The immunomodulator, FTY720 (fingolimod) is currently undergoing phase III clinical trials for the treatment of relapsing-remitting multiple sclerosis. FTY720 is a prodrug that, once phosphorylated to FTY720-P, is believed to act primarily by targeting sphingosine-1-phosphate (S1P) receptors on lymphocytes and endothelial cells. This leads to retention of lymphocytes in lymph nodes that, in turn, prevents attacks on myelin sheaths.

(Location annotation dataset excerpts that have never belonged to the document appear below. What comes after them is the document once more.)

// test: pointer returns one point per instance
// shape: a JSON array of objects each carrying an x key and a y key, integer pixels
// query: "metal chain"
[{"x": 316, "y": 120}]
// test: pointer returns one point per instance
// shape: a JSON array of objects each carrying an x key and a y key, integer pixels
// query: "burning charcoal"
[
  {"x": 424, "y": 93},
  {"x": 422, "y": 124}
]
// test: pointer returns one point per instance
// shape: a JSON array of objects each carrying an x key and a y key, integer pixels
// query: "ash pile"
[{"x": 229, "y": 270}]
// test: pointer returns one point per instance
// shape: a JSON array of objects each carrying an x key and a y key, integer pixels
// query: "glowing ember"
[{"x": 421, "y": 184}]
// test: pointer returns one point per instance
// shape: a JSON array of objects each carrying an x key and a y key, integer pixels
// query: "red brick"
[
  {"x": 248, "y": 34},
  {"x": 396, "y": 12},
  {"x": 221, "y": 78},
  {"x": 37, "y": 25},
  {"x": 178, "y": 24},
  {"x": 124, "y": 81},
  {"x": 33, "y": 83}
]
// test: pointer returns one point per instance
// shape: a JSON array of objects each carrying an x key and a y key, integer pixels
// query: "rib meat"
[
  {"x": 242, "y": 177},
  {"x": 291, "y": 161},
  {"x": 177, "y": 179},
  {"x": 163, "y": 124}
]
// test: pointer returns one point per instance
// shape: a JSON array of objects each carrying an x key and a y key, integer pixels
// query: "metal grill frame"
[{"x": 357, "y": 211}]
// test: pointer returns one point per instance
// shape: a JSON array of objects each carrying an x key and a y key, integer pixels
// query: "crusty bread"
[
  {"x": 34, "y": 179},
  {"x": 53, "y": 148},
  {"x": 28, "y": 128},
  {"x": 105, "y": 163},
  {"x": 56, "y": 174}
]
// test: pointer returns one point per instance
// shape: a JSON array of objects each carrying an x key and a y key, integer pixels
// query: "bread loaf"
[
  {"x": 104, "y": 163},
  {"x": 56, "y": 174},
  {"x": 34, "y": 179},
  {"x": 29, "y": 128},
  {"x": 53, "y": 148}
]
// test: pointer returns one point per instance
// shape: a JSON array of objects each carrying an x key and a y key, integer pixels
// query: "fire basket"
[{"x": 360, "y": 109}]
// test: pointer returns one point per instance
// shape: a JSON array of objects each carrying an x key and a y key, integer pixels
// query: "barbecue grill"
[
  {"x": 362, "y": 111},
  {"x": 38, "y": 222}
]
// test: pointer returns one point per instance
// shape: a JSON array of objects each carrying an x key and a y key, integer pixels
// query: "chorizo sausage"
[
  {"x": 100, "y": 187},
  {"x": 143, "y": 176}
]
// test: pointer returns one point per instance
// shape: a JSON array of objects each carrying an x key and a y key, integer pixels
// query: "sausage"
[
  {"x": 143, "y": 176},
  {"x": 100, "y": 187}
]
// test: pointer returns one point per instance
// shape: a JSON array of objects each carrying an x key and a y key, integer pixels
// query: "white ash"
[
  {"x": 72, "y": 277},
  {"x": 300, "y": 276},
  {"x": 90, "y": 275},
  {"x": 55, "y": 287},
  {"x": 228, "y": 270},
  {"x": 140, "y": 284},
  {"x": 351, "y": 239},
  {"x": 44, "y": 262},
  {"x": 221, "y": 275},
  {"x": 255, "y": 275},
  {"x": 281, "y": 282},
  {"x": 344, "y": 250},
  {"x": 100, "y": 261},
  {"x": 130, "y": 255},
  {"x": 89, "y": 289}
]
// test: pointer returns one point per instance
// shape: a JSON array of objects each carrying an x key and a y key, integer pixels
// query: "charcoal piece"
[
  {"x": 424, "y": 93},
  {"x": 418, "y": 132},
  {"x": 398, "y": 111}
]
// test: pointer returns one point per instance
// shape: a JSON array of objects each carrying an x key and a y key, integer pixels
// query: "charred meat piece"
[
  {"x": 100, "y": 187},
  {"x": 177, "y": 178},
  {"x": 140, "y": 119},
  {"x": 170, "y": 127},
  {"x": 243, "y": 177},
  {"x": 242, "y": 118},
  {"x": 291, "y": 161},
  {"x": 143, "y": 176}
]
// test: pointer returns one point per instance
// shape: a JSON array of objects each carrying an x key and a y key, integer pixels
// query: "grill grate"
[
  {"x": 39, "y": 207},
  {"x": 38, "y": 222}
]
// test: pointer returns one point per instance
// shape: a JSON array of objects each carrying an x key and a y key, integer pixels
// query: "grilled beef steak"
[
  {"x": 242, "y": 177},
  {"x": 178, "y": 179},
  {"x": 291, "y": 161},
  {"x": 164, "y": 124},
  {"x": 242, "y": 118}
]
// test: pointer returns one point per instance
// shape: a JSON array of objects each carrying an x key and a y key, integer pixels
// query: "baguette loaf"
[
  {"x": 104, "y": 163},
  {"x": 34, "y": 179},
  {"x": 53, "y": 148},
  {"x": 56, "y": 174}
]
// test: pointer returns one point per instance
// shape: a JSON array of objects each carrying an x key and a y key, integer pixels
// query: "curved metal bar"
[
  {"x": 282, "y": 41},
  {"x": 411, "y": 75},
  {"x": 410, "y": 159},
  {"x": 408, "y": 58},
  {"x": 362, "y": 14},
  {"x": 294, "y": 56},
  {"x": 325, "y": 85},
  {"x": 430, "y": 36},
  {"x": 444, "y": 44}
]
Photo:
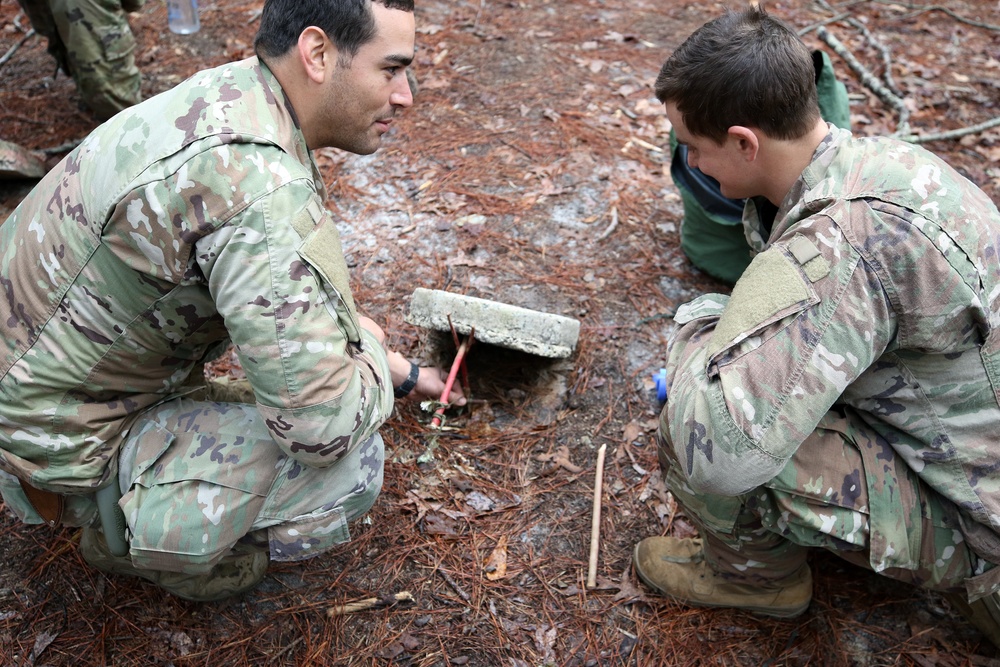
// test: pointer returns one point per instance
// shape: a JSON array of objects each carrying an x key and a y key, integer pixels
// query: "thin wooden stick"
[
  {"x": 595, "y": 526},
  {"x": 369, "y": 603}
]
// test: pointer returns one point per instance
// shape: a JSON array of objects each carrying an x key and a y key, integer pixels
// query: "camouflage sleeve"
[
  {"x": 321, "y": 382},
  {"x": 751, "y": 377}
]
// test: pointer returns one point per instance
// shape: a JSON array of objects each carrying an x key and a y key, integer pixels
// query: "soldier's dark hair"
[
  {"x": 348, "y": 23},
  {"x": 743, "y": 68}
]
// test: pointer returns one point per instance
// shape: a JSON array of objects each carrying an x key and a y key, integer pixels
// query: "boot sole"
[{"x": 770, "y": 612}]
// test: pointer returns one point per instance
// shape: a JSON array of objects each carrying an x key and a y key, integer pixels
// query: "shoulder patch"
[
  {"x": 771, "y": 287},
  {"x": 809, "y": 257}
]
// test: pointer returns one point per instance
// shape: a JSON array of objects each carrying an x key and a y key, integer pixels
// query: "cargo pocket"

Although FTY720-P is a potent agonist of several S1P receptors, its beneficial effects in multiple sclerosis are believed to be mediated primarily through the S1P1 receptor. Because specific knockout of the S1P1 receptor on haematopoietic cells in mice and treatment with FTY720 show similar effects on lymphocyte recirculation, the efficacy of FTY720-P has been attributed to ‘functional antagonism’ leading to complete internalisation and desensitisation of receptors. However, writing in the journal Nature Chemical Biology, scientists at Novartis now provide evidence that, despite internalisation, signalling by S1P1 receptors bound to FTY720-P persists for hours. Although calcium signalling – which depends on cell surface localisation of the receptor – was inhibited by treatment with FTY720, other signalling pathways remained activated. In both stably transfected and primary cell lines, persistent activation of S1P1 receptors by FTY720 led to prolonged inhibition of adenylate cyclase and increased ERK phosphorylation. Similar effects were not observed with the endogenous agonist, S1P, and by exploring analogues of FTY-720, the length of the aliphatic side chain was found to be crucially important for persistent signalling and receptor internalisation.
Shortening the lipophilic side chain by one methylene group decreased the effect and shortening by two methylene groups abolished the effect completely, despite all three compounds having similar intrinsic potencies. The ability of the S1P1 antagonist, WN146 – which does not itself induce lymphocyte sequestration – to inhibit prolonged S1P1 signalling caused by treatment with FTY720-P suggests that direct agonism rather than functional antagonism may be the predominant mechanism of action of FTY720-P.